L'avis de... Magali Marton, directrice des études chez DTZ

« Le défi pour les investisseurs est de trouver les produits »

le 06/09/2012 L'AGEFI Hebdo

Comment expliquez-vous l'intérêt des investisseurs pour l'immobilier de santé ?

Je situe l'essor de cet engouement des investisseurs pour l'immobilier de santé à une petite dizaine d'années, car à cette époque, ils disposaient de beaucoup de liquidités à investir et cherchaient une stratégie de diversification. Les opérateurs, eux, modernisaient leurs structures, en les rénovant et en étendant leur réseau. C'est donc la conjonction de ces deux phénomènes qui a débouché sur la mise en place d’investisseurs spécialisés en immobilier de santé, avec plus récemment des organismes de placement collectif en immobilier (OPCI), un dispositif avantageux aussi bien pour les investisseurs que les opérateurs.

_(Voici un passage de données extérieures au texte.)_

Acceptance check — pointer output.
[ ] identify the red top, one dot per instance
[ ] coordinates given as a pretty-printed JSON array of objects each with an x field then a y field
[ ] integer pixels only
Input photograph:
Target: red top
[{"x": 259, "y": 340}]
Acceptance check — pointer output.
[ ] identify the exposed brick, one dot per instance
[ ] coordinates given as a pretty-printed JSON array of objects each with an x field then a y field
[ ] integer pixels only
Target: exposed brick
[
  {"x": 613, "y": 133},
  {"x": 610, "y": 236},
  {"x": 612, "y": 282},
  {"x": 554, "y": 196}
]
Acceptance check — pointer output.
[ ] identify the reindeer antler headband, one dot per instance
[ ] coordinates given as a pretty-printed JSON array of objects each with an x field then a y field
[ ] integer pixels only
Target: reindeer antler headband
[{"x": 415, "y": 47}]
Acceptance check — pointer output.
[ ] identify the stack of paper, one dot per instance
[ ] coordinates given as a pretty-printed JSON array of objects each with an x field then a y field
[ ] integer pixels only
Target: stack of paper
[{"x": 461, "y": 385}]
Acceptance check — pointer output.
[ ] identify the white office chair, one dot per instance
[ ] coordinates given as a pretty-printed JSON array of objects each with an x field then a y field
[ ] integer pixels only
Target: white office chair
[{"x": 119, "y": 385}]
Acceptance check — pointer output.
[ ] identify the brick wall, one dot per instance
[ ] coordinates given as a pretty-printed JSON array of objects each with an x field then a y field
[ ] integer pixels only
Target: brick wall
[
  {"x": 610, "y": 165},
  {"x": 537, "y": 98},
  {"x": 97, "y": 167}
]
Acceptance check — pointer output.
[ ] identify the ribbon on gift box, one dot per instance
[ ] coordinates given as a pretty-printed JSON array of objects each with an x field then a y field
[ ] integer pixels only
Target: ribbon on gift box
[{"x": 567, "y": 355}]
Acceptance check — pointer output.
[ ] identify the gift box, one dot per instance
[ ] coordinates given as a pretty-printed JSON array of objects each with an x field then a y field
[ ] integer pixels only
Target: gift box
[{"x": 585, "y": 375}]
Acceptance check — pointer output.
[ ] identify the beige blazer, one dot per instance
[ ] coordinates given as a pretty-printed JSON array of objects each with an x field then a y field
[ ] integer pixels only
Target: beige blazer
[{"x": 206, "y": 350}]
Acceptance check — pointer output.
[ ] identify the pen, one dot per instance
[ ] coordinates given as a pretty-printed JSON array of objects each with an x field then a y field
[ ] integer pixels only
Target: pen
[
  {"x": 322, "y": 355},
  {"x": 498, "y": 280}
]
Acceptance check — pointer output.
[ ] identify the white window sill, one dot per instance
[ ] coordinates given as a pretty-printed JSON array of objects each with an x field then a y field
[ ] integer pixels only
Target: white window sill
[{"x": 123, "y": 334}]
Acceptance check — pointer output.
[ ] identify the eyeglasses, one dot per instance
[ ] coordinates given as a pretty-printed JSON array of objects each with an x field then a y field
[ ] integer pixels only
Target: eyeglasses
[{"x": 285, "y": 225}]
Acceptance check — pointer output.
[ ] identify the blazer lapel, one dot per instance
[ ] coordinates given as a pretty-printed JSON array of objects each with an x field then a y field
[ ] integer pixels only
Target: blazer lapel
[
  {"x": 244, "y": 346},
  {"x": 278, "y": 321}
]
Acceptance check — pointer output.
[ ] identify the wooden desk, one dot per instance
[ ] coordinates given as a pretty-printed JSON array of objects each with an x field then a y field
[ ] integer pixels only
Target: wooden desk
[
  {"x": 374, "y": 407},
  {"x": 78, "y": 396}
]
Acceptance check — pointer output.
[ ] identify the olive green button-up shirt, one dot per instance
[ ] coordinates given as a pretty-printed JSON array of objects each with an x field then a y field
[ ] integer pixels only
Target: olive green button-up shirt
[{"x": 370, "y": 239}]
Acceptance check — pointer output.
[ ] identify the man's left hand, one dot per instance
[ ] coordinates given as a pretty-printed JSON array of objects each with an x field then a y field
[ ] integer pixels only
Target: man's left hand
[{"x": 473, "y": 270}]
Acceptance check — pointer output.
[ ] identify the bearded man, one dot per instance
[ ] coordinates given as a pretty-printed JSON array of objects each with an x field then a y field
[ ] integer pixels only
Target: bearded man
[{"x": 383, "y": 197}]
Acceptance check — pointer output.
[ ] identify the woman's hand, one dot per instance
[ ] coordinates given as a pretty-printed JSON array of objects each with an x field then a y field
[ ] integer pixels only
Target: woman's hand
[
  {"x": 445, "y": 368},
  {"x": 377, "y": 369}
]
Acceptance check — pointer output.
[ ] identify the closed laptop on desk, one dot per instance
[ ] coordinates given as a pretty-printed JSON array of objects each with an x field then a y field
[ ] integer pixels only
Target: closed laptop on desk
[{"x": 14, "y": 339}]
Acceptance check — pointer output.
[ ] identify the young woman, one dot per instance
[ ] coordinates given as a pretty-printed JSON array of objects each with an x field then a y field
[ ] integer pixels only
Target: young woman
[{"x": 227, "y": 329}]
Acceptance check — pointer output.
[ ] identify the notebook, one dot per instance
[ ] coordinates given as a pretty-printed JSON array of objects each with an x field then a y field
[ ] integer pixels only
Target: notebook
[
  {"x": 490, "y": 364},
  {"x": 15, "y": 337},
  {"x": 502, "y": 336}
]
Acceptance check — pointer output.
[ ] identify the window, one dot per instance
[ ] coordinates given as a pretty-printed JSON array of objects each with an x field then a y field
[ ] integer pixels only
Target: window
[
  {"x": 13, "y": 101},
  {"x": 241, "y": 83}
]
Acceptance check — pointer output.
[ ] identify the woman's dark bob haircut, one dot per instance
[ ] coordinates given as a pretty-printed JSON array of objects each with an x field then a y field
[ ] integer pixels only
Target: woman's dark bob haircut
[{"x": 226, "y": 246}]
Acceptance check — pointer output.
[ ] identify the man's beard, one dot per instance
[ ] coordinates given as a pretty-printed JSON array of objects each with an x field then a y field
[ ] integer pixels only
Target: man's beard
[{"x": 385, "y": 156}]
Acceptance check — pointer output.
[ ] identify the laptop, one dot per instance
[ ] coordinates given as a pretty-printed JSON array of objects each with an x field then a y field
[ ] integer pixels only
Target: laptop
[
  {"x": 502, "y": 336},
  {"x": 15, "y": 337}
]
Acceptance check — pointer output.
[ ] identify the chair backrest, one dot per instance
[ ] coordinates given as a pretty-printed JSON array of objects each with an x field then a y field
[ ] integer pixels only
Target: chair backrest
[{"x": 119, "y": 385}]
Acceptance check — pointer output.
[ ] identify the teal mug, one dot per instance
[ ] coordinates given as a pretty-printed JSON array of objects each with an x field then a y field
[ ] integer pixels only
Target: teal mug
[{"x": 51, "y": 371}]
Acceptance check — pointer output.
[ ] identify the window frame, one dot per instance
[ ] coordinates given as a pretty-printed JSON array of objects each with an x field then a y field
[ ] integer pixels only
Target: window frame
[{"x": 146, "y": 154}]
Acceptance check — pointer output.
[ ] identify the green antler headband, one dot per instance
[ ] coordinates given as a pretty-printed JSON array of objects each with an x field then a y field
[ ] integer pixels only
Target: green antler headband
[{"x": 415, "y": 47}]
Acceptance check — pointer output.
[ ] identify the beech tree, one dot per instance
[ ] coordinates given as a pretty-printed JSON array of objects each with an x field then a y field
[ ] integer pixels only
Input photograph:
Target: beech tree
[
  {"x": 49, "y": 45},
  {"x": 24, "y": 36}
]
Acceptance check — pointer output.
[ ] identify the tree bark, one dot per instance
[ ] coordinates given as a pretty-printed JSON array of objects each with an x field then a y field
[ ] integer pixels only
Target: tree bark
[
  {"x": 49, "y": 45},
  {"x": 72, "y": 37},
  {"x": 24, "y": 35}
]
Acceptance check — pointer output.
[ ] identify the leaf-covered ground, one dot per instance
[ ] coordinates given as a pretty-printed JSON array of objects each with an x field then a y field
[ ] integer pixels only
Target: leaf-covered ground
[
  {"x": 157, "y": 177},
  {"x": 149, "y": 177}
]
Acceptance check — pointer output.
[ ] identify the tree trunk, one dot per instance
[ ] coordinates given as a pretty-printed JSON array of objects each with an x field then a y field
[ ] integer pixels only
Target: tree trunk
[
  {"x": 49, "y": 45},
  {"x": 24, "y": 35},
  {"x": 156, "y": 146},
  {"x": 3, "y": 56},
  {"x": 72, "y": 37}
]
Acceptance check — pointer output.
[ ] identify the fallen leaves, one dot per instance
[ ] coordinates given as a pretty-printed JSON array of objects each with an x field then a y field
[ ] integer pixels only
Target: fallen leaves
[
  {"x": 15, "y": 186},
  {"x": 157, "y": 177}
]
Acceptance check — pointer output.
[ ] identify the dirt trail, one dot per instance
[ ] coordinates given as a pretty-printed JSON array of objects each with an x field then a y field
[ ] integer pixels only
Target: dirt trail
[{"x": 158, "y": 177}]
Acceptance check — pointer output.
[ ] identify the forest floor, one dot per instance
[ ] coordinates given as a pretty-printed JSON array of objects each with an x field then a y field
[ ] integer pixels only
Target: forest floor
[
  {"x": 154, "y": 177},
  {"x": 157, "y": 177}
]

L'immobilier de santé, c'est aussi un compartiment immobilier pérenne, les besoins dans le domaine de la santé allant croissant. Par ailleurs, l'Etat français est souvent critiqué quand il réglemente l'ensemble des activités économiques, la santé en particulier... mais cela représente aussi un avantage pour les investisseurs qui connaissent exactement la qualité des actifs qu'ils achètent : l'immobilier de santé est un produit lisible.

Quels sont les défis à relever dans ce domaine pour les investisseurs ?

Le défi pour les investisseurs est de trouver les produits car aujourd'hui il y en a peu. La première phase du marché, c'était l'externalisation, c'est-à-dire la vente entre investisseurs. Si la concentration continue, s'il y a de nouvelles structures, la marge de manœuvre sera importante. Rien qu'avec les principaux opérateurs du marché, entre 4 et 5 milliards d'euros pourraient encore être investis. Avec les développements prévus en termes de construction neuves, il s'agit d'un potentiel supplémentaire de 2 milliards d’euros. Quant au taux de rendement, il se situe autour de 6 % et devrait rester à ce niveau en 2013. On anticipe une hausse du taux de rendement pour l'immobilier de bureaux ; l'immobilier de santé devrait logiquement suivre la même tendance.